13 de janeiro de 2020

Uma mulher de fibra

Minha avó chegou ao Rio do interior de Alagoas, Quebrangulo, com 19 anos, em 1918, tutelada pelo irmão mais velho. A mãe, professora na cidadezinha, morrera de varíola ainda jovem, e o pai, agricultor, não quis deixar a vida do interior nordestino.

Vó Esther adaptou-se perfeitamente à vida glamourosa da cidade grande, embora seguisse a cartilha interiorana citada pelos homens da família. Poucos anos depois, começou uma conversa no portão com meu avô e, por isso o casamento foi marcado. Moral da época.

Foi morar em Friburgo, região serrana do estado. Meu avô tinha um armarinho e fazia as compras para o pequeno comércio na capital.

Em 7 anos de casada, vovó teve 4 filhos e estava grávida de mais um (minha mãe). Nesta ocasião, descobriu que o marido tinha uma amante no Rio de Janeiro e que a viagem de compras, daquela vez, teria outro objetivo: acompanhar a amante em um procedimento de aborto. A notícia ainda trazia louvores à beleza deslumbrante da madame da capital. Estamos em 1929.

Minha avó procurou pelo marido, que fazia as malas da viagem, para uma conversa, e avisou que, se fosse acompanhar a moça, ela iria embora.

Ele achou graça do piti da mulher traída e deu sequência ao que havia planejado. Era ridículo aquele comportamento para uma mãe de família.

Na volta, minha avó tinha cumprido a promessa de ir embora para o Rio de Janeiro, com os 4 meninos e um barrigão no 8º mês de gestação.

Cabra fêmea, sim senhor, minha avó pediu estadia ao irmão, contou a história, e ele a apoiou (?!?!?!?). Impensável, para a época.

Meu avô esperou que ela se arrependesse e imaginou que pediria para voltar, passada a raiva. Ele cuidaria de diminuir a mágoa. Isso nunca aconteceu.

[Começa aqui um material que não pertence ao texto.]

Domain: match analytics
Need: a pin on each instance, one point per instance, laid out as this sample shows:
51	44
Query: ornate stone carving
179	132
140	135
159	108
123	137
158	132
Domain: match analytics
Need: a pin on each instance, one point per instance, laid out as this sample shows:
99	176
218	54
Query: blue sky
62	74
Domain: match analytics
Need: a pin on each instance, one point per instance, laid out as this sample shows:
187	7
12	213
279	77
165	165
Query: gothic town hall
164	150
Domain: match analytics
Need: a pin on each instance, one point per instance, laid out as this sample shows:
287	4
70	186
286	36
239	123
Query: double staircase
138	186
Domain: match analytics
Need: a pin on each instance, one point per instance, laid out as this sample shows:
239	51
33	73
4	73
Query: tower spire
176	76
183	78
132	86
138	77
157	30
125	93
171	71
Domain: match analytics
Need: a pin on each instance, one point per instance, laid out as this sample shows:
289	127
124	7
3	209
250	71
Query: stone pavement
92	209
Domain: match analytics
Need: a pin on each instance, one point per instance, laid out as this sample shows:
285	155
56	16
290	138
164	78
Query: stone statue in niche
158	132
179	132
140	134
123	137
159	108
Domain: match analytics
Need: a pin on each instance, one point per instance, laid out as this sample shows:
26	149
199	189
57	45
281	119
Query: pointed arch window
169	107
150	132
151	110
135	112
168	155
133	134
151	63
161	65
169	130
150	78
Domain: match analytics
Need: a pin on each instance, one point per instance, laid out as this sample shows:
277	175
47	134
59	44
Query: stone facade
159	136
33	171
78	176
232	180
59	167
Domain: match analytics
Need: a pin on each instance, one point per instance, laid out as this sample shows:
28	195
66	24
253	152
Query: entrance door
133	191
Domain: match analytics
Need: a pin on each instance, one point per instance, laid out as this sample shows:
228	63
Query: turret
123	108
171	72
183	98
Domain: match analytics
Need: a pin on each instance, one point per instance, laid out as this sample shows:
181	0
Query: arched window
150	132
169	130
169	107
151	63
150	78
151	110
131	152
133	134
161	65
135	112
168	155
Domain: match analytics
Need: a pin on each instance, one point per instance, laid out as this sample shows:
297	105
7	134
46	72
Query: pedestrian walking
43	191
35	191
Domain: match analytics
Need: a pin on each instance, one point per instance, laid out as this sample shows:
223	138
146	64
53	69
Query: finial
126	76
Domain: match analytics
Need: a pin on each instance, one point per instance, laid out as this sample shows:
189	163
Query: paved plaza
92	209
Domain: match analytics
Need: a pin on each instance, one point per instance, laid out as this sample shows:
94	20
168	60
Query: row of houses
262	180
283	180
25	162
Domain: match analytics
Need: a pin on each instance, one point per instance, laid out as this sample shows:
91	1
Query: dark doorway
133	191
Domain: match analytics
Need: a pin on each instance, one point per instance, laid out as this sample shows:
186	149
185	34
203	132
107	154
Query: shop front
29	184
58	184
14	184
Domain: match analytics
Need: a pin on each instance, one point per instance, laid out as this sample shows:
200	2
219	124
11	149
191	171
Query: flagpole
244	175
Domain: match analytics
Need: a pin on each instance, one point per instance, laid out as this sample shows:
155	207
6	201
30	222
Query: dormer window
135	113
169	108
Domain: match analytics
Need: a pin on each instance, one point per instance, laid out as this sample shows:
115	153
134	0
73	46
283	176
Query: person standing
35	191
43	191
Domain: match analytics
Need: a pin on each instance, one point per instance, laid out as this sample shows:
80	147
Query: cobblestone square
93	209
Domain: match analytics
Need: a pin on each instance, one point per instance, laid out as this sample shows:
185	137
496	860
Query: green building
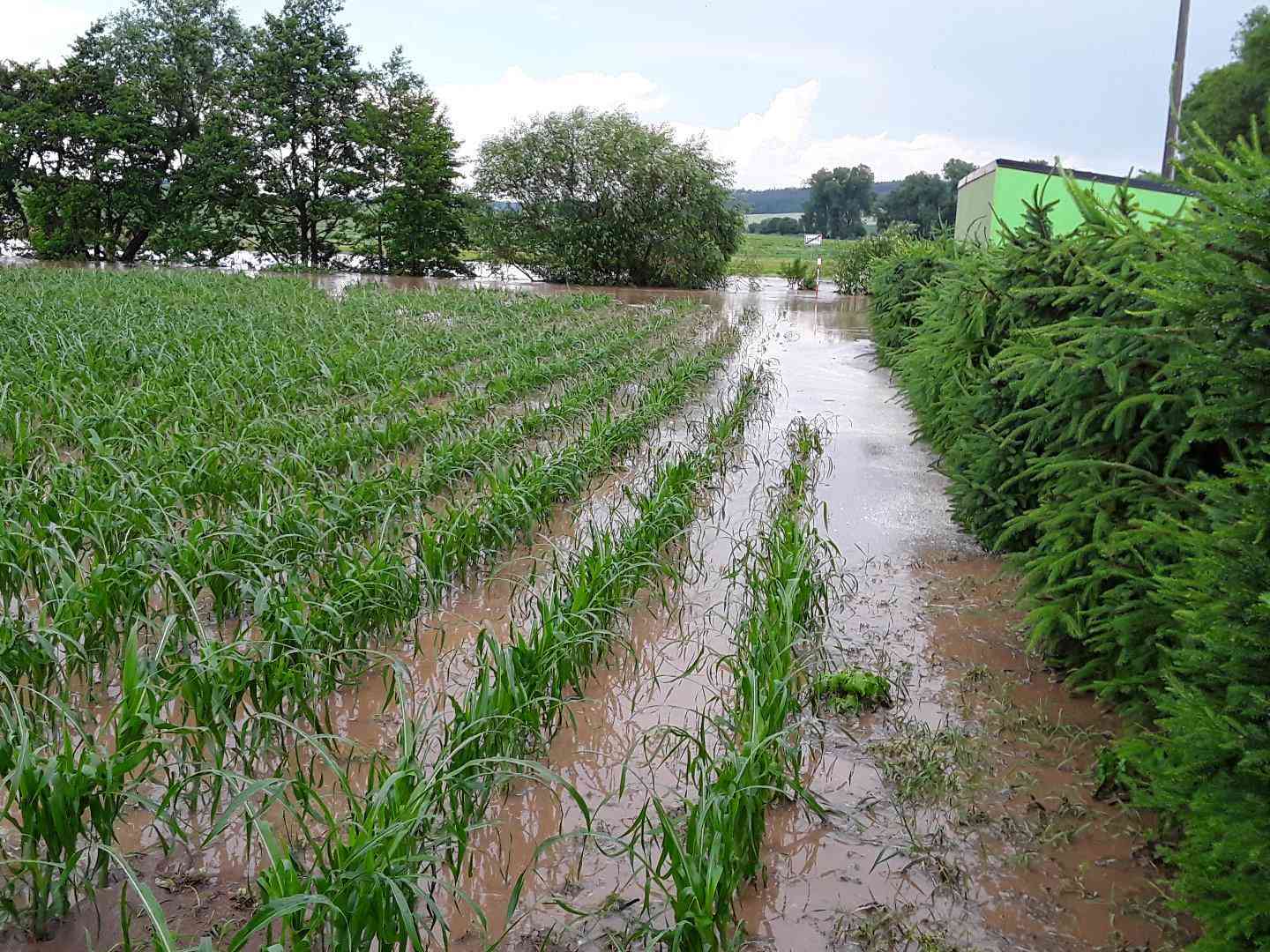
995	195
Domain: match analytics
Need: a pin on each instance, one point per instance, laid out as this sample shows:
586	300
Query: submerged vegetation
233	508
1099	401
703	852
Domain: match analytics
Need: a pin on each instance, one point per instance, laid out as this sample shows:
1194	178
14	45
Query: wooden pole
1175	90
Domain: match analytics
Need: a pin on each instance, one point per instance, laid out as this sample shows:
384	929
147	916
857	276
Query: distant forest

Vovó, após o nascimento da minha mãe, alugou uma casa de 17 quartos na distante Copacabana e montou uma pensão, sem recursos, mas com bastante disposição e coragem. Tinha 5 filhos para sustentar. Não haveria tempo para chorar.
Criou os filhos sozinha, até prosperou numa época. 

Soube que o ex-marido passava por dificuldades e o empregou, como também deu vaga de trabalho a um dos filhos dele com a tal da amante - formaram família.

Os irmãos de lá e de cá se gostaram, ficaram próximos, e os ressentimentos, no passado.

Como não admirar uma mulher que nas primeiras décadas do século XX, num Brasil tão atrasado, teve coragem de ser independente? Uma feminista genuína, sem nem saber que era.